Here are other key individual stocks at critical junctures:

  • Costco (COST): Despite decent earnings, the stock is breaking its uptrend. Management’s commentary was telling: they see a struggling consumer and are actively working to mitigate the impact of tariffs. This macro headwind, combined with the technical breakdown, suggests a potential move down to the $785.00 to $800.00 USD support zone over the coming months.
  • Meta Platforms (META): A textbook head and shoulders pattern has formed. This is a classic topping pattern, but it is crucial to remember the educational point: the pattern is not active until the neckline is broken. A confirmed close below the neckline would trigger the pattern, opening the door for a drop toward the $650.00-$660.00 USD range.
  • Tesla (TSLA): The analysis on Tesla has been spot-on, correctly identifying the breakout, the retrace to the scene of the crime as a buying opportunity, and the current resistance. If Tesla can push through the ~$443.00 USD level, the next upside targets are $465.00 USD and then the double top area around $488.00-$489.00 USD.

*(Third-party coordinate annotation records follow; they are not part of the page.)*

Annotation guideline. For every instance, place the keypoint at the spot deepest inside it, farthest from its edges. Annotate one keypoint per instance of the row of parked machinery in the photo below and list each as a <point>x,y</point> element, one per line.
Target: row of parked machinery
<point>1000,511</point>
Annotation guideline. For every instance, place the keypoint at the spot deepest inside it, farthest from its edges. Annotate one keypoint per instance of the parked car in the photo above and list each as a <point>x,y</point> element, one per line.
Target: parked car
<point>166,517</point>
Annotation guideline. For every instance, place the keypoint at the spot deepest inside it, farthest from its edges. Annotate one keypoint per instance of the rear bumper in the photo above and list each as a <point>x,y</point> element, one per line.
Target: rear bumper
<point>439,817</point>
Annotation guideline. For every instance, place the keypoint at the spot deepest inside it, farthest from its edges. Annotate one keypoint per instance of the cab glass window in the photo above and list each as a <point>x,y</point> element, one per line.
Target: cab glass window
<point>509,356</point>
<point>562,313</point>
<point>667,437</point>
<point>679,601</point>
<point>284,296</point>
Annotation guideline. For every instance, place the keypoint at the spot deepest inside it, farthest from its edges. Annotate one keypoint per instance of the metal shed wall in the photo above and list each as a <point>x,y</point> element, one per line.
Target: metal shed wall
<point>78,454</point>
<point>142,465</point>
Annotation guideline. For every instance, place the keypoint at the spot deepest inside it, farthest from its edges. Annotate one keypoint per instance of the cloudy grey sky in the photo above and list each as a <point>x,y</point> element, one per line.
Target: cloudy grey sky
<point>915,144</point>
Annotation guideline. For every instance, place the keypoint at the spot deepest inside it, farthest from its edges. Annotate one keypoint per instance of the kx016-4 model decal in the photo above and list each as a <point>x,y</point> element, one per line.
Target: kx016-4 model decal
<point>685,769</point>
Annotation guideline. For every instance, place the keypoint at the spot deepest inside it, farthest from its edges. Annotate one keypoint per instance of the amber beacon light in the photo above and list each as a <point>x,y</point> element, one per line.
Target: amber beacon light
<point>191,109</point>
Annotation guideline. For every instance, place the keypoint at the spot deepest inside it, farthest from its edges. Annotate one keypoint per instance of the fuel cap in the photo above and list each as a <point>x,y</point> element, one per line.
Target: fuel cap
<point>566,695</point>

Crypto and Commodities Update

  • Bitcoin (BTC): A head and shoulders pattern here has officially broken its neckline. While confirmation is still needed, a measured move calculation points to a potential downside target of $90,000. If the price can reclaim the neckline before confirming the breakdown, the pattern would be negated, but for now, the technical bias is to the downside.
  • Gold (XAUUSD): The yellow metal is getting a slight bid from the weaker dollar but remains within a large parallel channel. It is currently bumping against significant resistance near $3,800/oz. An interesting possibility is a "double tap" of the lower channel line, similar to a previous pattern, before a more sustained move.
  • Silver (XAGUSD): Silver is showing impressive relative strength. It broke out above the minor resistance at $44.00 USD and only paused for two days before continuing its ascent. This powerful price action suggests it is well on its way to the next major target zone between $48.00 and $50.00 USD per ounce.

Conclusion: A Market at an Inflection Point

This week has culminated in a fascinating and precarious setup. The market is perched atop critical, well-defined support levels across all major indices. The leadership sector, semiconductors, is testing its own make-or-break line. We have clear case studies, like Amazon, showing the potential consequences of a breakdown, and developing patterns, like the one in Meta, offering a glimpse of what may come.

The key takeaway is the need for discipline and vigilance. These trendlines provide a clear, unbiased roadmap. As long as they hold, the bullish trend remains intact. But if they break and confirm, the character of the market will change, and algorithms will likely accelerate the move. By focusing on price action, respecting the technical levels, and ignoring emotional biases, traders can navigate this inflection point with clarity and confidence.